Communicator (communicator) wrote,
Communicator
communicator

The Carhullan Army

I just finished The Carhullan Army by Sarah Hall. It's in a recognisable tradition of feminist SF, I'm thinking 'Woman at the Edge of Time', 'Walk to the End of the World', 'The Handmaid's Tale'. It reflects and develops this line, rather than simply appending to it. It's well written. The end seems a bit rushed. It's set in England (Cumbria) about twenty or thirty years from now, after an environmental and political collapse. Most people are serfs, without rights, confined to the decaying towns, and women are forcibly fitted with coils. What is most noticeable about the society is that it doesn't work properly, even within the context of the environmental collapse. That is, the Authority doesn't give people allotments to grow veg, and set up wind farms. It just sits there being utterly incompetent.

A woman walks out of Penrith and disappears into the surrounding fells to live with a group of outlaw women living a self-sufficient lifestyle in an old farm, called Carhullan. In contrast to the Authority, these women are markedly competent. But the situation is complex.

On arriving at Carhullan, our protagonist is subject to quite extreme cult-like de-personalisation techniques, followed by lovey-dovey inclusion: classic brainwashing of an already vulnerable mind. From then on, therefore, she is a very unreliable narrator.

Carhullan reminded me of Efrafa in Watership Down, and Jackie Nixon the leader reminded me of General Woundwort. It's an effective society, but I think it is one which has already gone wrong before the story begins. During the story it gets worse, as Jackie goes insane.

At first I was very annoyed with the book, like some readers of Harry Potter I was 'What do you mean, presenting this as a Utopia, it's clearly fucked up!' Then I realised that this surely was the point, as it must be in Potter.

On the surface this is a lesbian feminist wholefood collective. One scratch under the surface the ostensible values of this book are conservative: reminiscent of Heinlein, or perhaps Cecelia Holland (libertarian feminist SF Floating Worlds - recommended). But what is under that?

Towards the end of the book, Jackie announces that secret government broadcasts, which she alone has managed to intercept, tell her the farm is about to be attacked by the Authority. Therefore they have to disband the farm, abandon subsistence, and turn into a guerilla army. So about fifty competent women take on the incompetent masculine State. I was wondering how Sarah Hall was going to resolve the situation.

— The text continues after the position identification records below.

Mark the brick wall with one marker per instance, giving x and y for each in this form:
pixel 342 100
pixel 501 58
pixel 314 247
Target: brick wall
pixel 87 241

Would the values and approach of Carhullan be endorsed or undermined? Would Jackie be proved right, and all her ruthlessness (up to murdering dissidents) be justified? Or would the government threat be proved delusional: the personal power which allowed her to establish the farm, also tearing it apart for no reason?

But this was not resolved. The story ends on perhaps a note of optimism. Jackie's quixotic assault on the Authority obviously fails, but it may have demonstrated to the serfs that revolt is possible. The idea of the farm might be kept alive. Or it might be that there is no future. This reminds me of 1984 'If there is any hope it is with the proles'.

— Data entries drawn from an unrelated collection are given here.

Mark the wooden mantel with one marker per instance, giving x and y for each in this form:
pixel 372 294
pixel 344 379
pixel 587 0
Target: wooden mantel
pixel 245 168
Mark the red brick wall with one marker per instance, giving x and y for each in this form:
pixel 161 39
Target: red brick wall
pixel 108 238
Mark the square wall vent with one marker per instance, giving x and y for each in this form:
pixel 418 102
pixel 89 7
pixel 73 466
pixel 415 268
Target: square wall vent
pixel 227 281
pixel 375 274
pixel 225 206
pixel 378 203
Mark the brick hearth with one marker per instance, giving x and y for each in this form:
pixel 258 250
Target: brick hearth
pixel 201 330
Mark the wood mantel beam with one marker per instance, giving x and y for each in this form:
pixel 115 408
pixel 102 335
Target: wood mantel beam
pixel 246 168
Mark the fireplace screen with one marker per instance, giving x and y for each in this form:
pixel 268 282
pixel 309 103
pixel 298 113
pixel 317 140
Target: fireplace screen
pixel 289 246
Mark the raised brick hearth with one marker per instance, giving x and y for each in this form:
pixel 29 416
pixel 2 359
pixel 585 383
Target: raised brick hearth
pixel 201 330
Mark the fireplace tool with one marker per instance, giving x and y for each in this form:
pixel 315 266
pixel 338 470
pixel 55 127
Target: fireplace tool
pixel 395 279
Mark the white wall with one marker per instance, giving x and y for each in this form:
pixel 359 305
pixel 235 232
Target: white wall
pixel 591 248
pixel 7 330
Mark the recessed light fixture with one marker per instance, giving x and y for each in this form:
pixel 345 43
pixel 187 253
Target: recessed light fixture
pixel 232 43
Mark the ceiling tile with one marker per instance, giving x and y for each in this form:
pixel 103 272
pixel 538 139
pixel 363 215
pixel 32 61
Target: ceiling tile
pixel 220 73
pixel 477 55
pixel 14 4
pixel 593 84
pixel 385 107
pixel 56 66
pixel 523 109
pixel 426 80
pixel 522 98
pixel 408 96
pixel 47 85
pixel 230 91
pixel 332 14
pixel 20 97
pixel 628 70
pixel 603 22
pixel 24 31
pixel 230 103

ETA - Verdict: Easy and quick to read because so well written. Emotionally engaging, although bits upset me so much I had to put the book aside occasionally. Rushed conclusion, and unresolved ambiguity of values, which you may or may not like. More complex than it superficially appears. A sophisticated SF story, in the sense that the author is developing or challenging established SF ideas.